I have no idea, and nor does anybody else, really. But I will say this: MacDonough was the parliamentarian back when Republicans tried, and failed, to repeal Obamacare using the reconciliation process, and she was fairly strict about her rulings. For instance, she decided that Republicans could not use reconciliation to repeal the entire individual mandate, the requirement that Americans buy health insurance or pay a fine, even though the Congressional Budget Office thought it had massive budget implications. That’s why the GOP resorted to a workaround that lowered the tax penalty to $0 while leaving the mandate nominally in place. I wouldn’t assume that she’s going to be any looser with the Democrats.
Could Democrats just ignore the parliamentarian?
In theory, yes, they could. The parliamentarian isn’t all-powerful. Technically, she can only offers advice. If a lawmaker tries to challenge a provision on the grounds that it violates the Byrd Rule, the final decision on whether its stays or goes actually lies the presiding officer of the Senate. On a big day when Democrats need every one of their votes, that would probably be Vice President Kamala Harris. And Harris could indeed choose to ignore the parliamentarian and wave through whatever bill she wants. In fact, Texas Sen. Ted Cruz argued that Republicans should do just that back in 2015 when he was pushing for Obamacare repeal. “At the end of the day, the Senate parliamentarian is an employee of the Senate.

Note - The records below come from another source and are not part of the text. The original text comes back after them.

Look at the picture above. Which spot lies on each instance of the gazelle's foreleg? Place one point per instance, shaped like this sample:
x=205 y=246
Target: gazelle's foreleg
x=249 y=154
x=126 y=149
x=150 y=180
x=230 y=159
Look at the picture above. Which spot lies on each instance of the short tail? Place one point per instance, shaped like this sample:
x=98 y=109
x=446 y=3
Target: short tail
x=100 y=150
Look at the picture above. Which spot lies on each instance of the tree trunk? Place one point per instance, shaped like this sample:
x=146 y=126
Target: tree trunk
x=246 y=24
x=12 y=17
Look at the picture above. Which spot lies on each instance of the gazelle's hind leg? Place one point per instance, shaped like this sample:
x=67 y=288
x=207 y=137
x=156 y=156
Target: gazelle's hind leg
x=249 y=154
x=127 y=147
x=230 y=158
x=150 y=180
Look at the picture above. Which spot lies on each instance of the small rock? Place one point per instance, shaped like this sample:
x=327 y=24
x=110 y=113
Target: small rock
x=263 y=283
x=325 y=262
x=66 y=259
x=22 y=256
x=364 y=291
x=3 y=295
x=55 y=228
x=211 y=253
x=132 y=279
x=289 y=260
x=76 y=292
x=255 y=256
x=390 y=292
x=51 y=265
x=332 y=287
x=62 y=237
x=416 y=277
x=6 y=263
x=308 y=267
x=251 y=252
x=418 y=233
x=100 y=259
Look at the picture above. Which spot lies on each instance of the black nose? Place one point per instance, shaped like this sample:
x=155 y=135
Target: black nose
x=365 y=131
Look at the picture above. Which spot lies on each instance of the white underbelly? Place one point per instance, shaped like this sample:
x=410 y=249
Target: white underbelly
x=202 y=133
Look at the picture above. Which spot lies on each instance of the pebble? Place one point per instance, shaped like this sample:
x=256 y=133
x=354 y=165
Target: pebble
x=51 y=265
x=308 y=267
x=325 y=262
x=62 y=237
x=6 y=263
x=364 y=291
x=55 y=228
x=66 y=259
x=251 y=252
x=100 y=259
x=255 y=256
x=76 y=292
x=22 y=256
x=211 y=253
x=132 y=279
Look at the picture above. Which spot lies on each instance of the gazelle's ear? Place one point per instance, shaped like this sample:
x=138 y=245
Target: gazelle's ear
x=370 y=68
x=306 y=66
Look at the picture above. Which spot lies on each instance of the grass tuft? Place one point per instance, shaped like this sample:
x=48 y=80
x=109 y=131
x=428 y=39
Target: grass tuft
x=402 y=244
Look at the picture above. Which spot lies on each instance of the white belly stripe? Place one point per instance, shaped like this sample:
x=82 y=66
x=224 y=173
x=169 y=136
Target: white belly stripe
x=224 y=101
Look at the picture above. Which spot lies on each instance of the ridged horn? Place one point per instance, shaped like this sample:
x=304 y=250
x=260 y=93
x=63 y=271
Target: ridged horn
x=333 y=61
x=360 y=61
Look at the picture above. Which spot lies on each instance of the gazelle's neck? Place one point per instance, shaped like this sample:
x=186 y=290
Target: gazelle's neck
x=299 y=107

Virtually every Republican campaigned promising full repeal,” he said.
But I wouldn’t get overly attached to that plan. It’s not clear that moderates like Manchin and Sinema would support nuking the formal reconciliation process if they refuse to nuke the filibuster, and their votes would still be needed to pass a final piece of legislation.
So Democrats may have to just play by the rules?
That’s just my hunch. Personally, I don’t see any reason why they couldn’t just try to replace the parliamentarian now with someone a little more sympathetic to cutting-edge interpretations of the rulebook before she starts shooting down their ideas. But what do I know?
Can reconciliation bills increase the deficit?
Yes, actually. But like everything else about this process, Smokey, there are rules.
A reconciliation bill is allowed to increase the budget deficit over the years covered by the budget, which typically lasts a decade, but not in the period after it. That’s led to some weird-looking policy choices in the past; for instance, under both the George W. Bush and Trump administrations, Republicans gamed reconciliation’s deficit rules by having many of their tax cuts expire before the budget window expired, with the hope that Congress would simply extend them later on.
As far as Democrats are concerned, all of this means they can probably borrow to pay for temporary spending like coronavirus relief or economic stimulus, but they will need to finance permanent programs, such as a health care expansion or a child allowance, with higher taxes on the wealthy.
There’s another catch to consider, which is that if Democrats add to the near-term deficit through reconciliation, it will likely trigger automatic budget cuts under statutory pay-as-you-go rules that nobody ever thinks about. (And which, to make things a bit more confusing, are separate from the PAYGO rules that govern the House and Senate). But those may be avoidable, and the issue is basically fodder for a whole other explainer.
It seems like it would be simpler to just get rid of the filibuster.
Yes. But being able to govern through a frustrating, arcane, and limiting process is better at least than not being able to govern at all.